The argument may perhaps be made clearer by a numerical example. In round numbers Jupiter’s distance from the sun is five times as great as that of the earth, and Jupiter takes 12 years to perform a revolution round the sun, whereas the earth takes one. Hence Jupiter goes in 12 years five times as far as the earth goes in one, and Jupiter’s velocity is therefore about 5∕12 that of the earth’s, or the two velocities are in the ratio of 5 to 12; the squares of the velocities are therefore as 5 × 5 to 12 × 12, or as 25 to 144. The accelerations of Jupiter and of the earth towards the sun are therefore as 25 ÷ 5 to 144, or as 5 to 144; hence Jupiter’s acceleration towards the sun is about 1∕28 earth, and if we had taken more accurate figures this fraction would have come out more nearly 1∕25. Hence at five times the distance the acceleration is 25 times less.

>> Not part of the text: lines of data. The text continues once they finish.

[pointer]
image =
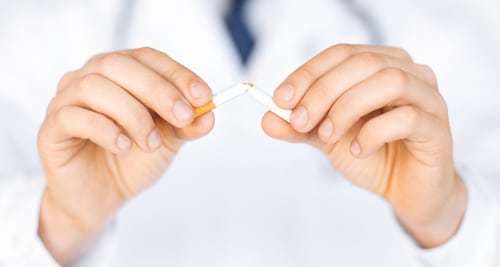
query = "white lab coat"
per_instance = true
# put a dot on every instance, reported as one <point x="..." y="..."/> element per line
<point x="237" y="197"/>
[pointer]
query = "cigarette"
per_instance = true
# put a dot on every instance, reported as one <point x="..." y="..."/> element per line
<point x="239" y="89"/>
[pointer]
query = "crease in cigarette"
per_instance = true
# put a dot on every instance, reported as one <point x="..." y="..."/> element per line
<point x="267" y="101"/>
<point x="239" y="89"/>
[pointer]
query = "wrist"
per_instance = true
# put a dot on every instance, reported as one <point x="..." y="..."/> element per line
<point x="440" y="222"/>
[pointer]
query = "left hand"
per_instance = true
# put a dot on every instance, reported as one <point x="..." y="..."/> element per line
<point x="384" y="126"/>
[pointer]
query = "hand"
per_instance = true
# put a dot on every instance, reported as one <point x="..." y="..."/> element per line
<point x="110" y="132"/>
<point x="381" y="121"/>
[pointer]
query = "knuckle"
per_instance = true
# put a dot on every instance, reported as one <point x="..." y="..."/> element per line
<point x="143" y="51"/>
<point x="156" y="92"/>
<point x="410" y="115"/>
<point x="140" y="120"/>
<point x="398" y="78"/>
<point x="87" y="85"/>
<point x="66" y="80"/>
<point x="400" y="52"/>
<point x="89" y="81"/>
<point x="108" y="61"/>
<point x="61" y="118"/>
<point x="180" y="74"/>
<point x="305" y="75"/>
<point x="429" y="73"/>
<point x="371" y="59"/>
<point x="322" y="88"/>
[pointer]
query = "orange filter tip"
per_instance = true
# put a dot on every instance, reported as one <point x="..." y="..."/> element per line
<point x="199" y="111"/>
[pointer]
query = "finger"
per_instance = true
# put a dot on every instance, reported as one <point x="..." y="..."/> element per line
<point x="324" y="92"/>
<point x="277" y="128"/>
<point x="405" y="122"/>
<point x="200" y="127"/>
<point x="389" y="87"/>
<point x="99" y="94"/>
<point x="294" y="87"/>
<point x="191" y="85"/>
<point x="146" y="85"/>
<point x="76" y="122"/>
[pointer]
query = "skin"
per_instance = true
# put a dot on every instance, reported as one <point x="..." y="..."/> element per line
<point x="380" y="120"/>
<point x="115" y="125"/>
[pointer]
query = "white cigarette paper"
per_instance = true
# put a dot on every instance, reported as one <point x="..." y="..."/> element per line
<point x="267" y="101"/>
<point x="229" y="94"/>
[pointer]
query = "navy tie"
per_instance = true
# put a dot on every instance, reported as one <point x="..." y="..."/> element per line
<point x="239" y="30"/>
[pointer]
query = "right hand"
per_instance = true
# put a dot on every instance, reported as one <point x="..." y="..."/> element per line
<point x="110" y="132"/>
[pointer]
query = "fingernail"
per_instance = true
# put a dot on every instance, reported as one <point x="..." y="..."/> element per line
<point x="299" y="117"/>
<point x="325" y="131"/>
<point x="154" y="139"/>
<point x="285" y="92"/>
<point x="123" y="142"/>
<point x="182" y="111"/>
<point x="200" y="91"/>
<point x="355" y="148"/>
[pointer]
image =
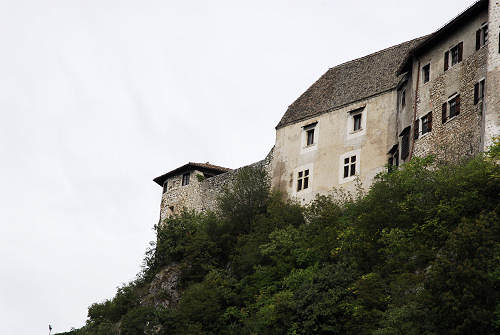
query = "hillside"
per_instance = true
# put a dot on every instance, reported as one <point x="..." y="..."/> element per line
<point x="419" y="253"/>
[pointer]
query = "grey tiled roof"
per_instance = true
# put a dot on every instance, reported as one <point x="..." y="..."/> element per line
<point x="349" y="82"/>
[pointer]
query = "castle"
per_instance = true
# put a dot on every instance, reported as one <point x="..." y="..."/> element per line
<point x="438" y="94"/>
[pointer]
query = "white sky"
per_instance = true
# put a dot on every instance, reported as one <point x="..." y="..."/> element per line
<point x="99" y="97"/>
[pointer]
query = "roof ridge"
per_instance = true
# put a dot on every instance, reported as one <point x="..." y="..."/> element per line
<point x="380" y="51"/>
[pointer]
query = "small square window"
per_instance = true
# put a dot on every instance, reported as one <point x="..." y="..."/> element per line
<point x="302" y="180"/>
<point x="405" y="143"/>
<point x="453" y="56"/>
<point x="357" y="121"/>
<point x="310" y="137"/>
<point x="479" y="91"/>
<point x="482" y="36"/>
<point x="426" y="73"/>
<point x="349" y="166"/>
<point x="185" y="179"/>
<point x="453" y="107"/>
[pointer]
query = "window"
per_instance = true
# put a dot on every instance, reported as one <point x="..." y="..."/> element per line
<point x="303" y="180"/>
<point x="451" y="108"/>
<point x="479" y="91"/>
<point x="427" y="123"/>
<point x="393" y="157"/>
<point x="482" y="36"/>
<point x="349" y="166"/>
<point x="454" y="55"/>
<point x="185" y="179"/>
<point x="426" y="73"/>
<point x="405" y="142"/>
<point x="310" y="137"/>
<point x="357" y="121"/>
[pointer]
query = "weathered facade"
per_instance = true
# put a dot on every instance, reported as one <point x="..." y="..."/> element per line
<point x="439" y="94"/>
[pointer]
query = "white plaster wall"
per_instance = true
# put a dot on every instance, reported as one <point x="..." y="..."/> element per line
<point x="334" y="140"/>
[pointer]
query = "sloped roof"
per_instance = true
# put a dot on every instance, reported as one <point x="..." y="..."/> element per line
<point x="449" y="28"/>
<point x="204" y="167"/>
<point x="349" y="82"/>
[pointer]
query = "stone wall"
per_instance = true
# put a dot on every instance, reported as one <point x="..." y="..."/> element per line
<point x="200" y="195"/>
<point x="461" y="135"/>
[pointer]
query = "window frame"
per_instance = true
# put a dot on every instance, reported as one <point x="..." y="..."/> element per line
<point x="426" y="127"/>
<point x="185" y="178"/>
<point x="353" y="166"/>
<point x="357" y="122"/>
<point x="479" y="90"/>
<point x="453" y="101"/>
<point x="309" y="128"/>
<point x="449" y="60"/>
<point x="405" y="143"/>
<point x="482" y="36"/>
<point x="426" y="73"/>
<point x="302" y="180"/>
<point x="352" y="117"/>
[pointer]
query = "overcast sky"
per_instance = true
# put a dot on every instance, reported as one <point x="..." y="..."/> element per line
<point x="98" y="97"/>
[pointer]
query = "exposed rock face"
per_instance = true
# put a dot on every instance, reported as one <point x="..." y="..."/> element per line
<point x="163" y="290"/>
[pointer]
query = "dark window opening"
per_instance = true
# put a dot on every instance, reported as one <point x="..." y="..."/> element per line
<point x="426" y="73"/>
<point x="303" y="180"/>
<point x="393" y="160"/>
<point x="479" y="91"/>
<point x="349" y="166"/>
<point x="185" y="179"/>
<point x="481" y="36"/>
<point x="310" y="136"/>
<point x="454" y="55"/>
<point x="357" y="122"/>
<point x="454" y="105"/>
<point x="427" y="123"/>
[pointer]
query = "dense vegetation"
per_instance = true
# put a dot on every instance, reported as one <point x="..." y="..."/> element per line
<point x="419" y="253"/>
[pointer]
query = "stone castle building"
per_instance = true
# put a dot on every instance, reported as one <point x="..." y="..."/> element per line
<point x="438" y="94"/>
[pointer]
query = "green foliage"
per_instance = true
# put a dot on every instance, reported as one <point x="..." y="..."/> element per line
<point x="418" y="254"/>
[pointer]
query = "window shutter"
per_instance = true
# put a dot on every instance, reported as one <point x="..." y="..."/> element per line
<point x="476" y="93"/>
<point x="443" y="114"/>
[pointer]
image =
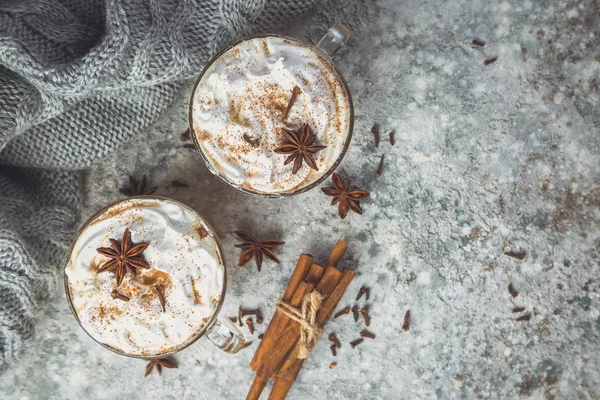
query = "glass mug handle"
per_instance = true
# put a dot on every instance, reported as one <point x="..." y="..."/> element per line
<point x="226" y="336"/>
<point x="335" y="38"/>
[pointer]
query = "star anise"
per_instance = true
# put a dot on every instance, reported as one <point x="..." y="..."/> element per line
<point x="123" y="257"/>
<point x="256" y="250"/>
<point x="299" y="147"/>
<point x="159" y="362"/>
<point x="347" y="196"/>
<point x="137" y="188"/>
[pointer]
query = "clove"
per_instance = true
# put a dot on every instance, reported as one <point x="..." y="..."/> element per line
<point x="161" y="297"/>
<point x="250" y="325"/>
<point x="345" y="310"/>
<point x="117" y="295"/>
<point x="295" y="92"/>
<point x="365" y="314"/>
<point x="525" y="317"/>
<point x="185" y="135"/>
<point x="244" y="313"/>
<point x="375" y="132"/>
<point x="511" y="289"/>
<point x="406" y="325"/>
<point x="179" y="184"/>
<point x="379" y="168"/>
<point x="333" y="351"/>
<point x="355" y="313"/>
<point x="363" y="290"/>
<point x="335" y="341"/>
<point x="367" y="334"/>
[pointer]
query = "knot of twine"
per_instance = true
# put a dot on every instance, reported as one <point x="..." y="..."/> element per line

This law of the inverse square, as it may be called, is also the law according to which the light emitted from the sun or any other bright body varies, and would on this account also be not unlikely to suggest itself in connection with any kind of influence emitted from the sun.
173. The next step in Newton’s investigation was to see whether the motion of the moon round the earth could be explained in some similar way. By the same argument as before, the moon could be shewn to have an acceleration towards the earth. Now a stone if let drop falls downwards, that is in the direction of the centre of the earth, and, as Galilei had shewn (chapter VI., [§ 133]), this motion is one of uniform acceleration; if, in accordance with the opinion generally held at that time, the motion is regarded as being due to the earth, we may say that the earth has the power of giving an acceleration towards its own centre to bodies near its surface. Newton noticed that this power extended at any rate to the tops of mountains, and it occurred to him that it might possibly extend as far as the moon and so give rise to the required acceleration. Although, however, the acceleration of falling bodies, as far as was known at the time, was the same for terrestrial bodies wherever situated, it was probable that at such a distance as that of the moon the acceleration caused by the earth would be much less. Newton assumed as a working hypothesis that the acceleration diminished according to the same law which he had previously arrived at in the case of the sun’s action on the planets, that is that the acceleration produced by the earth on any body is inversely proportional to the square of the distance of the body from the centre of the earth.